Aufgrund heftiger Kritik musste der Minister rasch zurückrudern. Zurecht, denn mit dieser Regelung wäre genau das eingetreten, was auch wir bei Gründung des Pflegevorsorgefonds im Jahr 2015 durch die Große Koalition befürchtet hatten. Beitragsgelder, die zweckgebunden dazu gedacht sind, die Auswirkungen des demografischen Wandels in 20 Jahren für die Babyboomer-Jahre abzufedern, wären zweckentfremdet worden. Aktuell steht zur Debatte, die monatlichen Zahlungen an den Vorsorgefonds in 2023 einmalig erst zum Ende des Jahres durchzuführen. Das soll der SPV ein wenig mehr Liquidität verschaffen. Hier zeigt sich, wie dringend eine Pflegereform ist.

Bis zum Sommer 2023 muss zudem das Urteil des Bundesverfassungsgerichts zur Berücksichtigung der Zahl der Kinder bei der Beitragsbemessung in der SPV umgesetzt werden. Die Politik sollte daher zu Beginn 2023 mit der Reformdebatte starten.

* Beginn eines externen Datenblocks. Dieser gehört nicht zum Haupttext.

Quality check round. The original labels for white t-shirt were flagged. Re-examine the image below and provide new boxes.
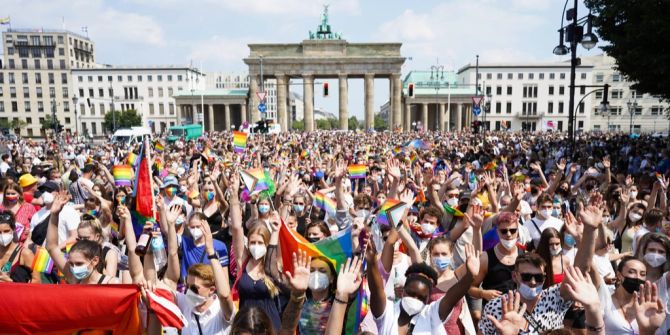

Portraitbild vdek-Vorstandsvorsitzende Ulrike Elsner

Vorschläge liegen auf dem Tisch. Dazu gehören ein dauerhafter dynamisierter Steuerzuschuss, die Einbeziehung der privaten Pflegeversicherung in den Ausgleichsfonds und – zur finanziellen Entlastung der Pflegebedürftigen – die vollständige Investitionskostenübernahme der Pflegeheime durch die Länder. Die Pflege ist eines der gesellschaftlichen Kernthemen der kommenden Jahrzehnte und verdient politische Aufmerksamkeit!